Especialistas temem paralisia legislativa e nova tensão entre Congresso e STF
Davi Alcolumbre emergiu como vencedor momentâneo após o Senado rejeitar, por 42 a 34, o nome de Jorge Messias para o Supremo Tribunal Federal, mas analistas alertam que a manobra pode gerar um “efeito rebote” capaz de travar pautas do governo Lula e minar indicações do próprio senador.
- Em resumo: Rejeição histórica sinaliza fragilidade da base governista e riscos de retaliação institucional.
Planalto atordoado, Senado dividido
A derrota do Executivo ocorre após meses de articulação e uso intenso de emendas para conquistar votos. Segundo avaliação do cientista político Creomar de Souza, a votação demonstra que números favoráveis anteriores “nunca refletiram a real capacidade de articulação do Planalto”. Como lembra matéria da Reuters, Lula já enfrentava dificuldade para formar maioria estável nas Casas desde o início do terceiro mandato.
“Caso o governo perdesse a indicação de Messias, poderia se dizer que o governo Lula 3 acaba do ponto de vista legislativo”, afirmou Souza.
Efeito rebote: indicações e pautas em risco
Alcolumbre concentra poder na Comissão de Constituição e Justiça, mas, ao frear o avanço de Messias, pode ver aliados perderem cargos federais estratégicos.
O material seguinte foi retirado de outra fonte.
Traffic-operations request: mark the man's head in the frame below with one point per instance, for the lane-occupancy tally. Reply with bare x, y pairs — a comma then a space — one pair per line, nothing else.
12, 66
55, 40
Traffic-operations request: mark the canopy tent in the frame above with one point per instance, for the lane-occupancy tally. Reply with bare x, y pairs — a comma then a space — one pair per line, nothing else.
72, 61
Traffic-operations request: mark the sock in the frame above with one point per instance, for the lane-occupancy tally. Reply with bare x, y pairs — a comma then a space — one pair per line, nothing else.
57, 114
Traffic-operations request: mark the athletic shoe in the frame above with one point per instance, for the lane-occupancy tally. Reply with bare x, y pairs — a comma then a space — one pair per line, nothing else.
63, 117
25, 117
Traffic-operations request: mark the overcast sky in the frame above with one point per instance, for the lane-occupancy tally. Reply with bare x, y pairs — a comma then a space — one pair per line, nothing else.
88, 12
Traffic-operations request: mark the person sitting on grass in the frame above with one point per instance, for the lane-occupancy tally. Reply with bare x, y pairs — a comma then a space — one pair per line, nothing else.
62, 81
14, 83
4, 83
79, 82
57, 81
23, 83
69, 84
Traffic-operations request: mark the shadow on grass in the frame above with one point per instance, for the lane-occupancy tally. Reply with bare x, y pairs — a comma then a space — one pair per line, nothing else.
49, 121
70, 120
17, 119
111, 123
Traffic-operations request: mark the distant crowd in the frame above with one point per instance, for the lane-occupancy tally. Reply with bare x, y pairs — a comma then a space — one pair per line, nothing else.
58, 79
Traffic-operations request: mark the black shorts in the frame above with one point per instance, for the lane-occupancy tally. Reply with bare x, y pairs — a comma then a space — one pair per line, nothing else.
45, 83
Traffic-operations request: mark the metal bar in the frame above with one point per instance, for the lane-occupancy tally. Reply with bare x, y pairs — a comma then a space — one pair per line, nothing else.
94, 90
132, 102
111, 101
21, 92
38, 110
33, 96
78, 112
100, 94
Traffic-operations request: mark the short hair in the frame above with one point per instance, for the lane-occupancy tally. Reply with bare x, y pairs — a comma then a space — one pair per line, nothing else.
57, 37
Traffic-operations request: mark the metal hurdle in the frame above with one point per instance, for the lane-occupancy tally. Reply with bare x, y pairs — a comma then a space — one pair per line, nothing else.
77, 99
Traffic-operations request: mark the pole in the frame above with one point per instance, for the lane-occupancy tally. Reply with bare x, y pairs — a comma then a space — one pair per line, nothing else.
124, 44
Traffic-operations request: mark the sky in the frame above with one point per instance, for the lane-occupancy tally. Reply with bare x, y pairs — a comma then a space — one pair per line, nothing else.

Bastidores apontam que o presidente do Senado avalia não pautar novo indicado ao STF antes das eleições municipais, prolongando o impasse e pressionando a Corte—algo inédito desde o século XIX, quando apenas cinco indicações foram rejeitadas.
O episódio também reacende o debate sobre a força de um Congresso mais conservador, eleito mesmo após a derrota de Jair Bolsonaro, e sobre o uso de vetos presidenciais como moeda de troca. Caso o veto ao PL da Dosimetria seja derrubado nesta quinta-feira (30/4), o STF poderá ser provocado novamente, ampliando o clima de instabilidade.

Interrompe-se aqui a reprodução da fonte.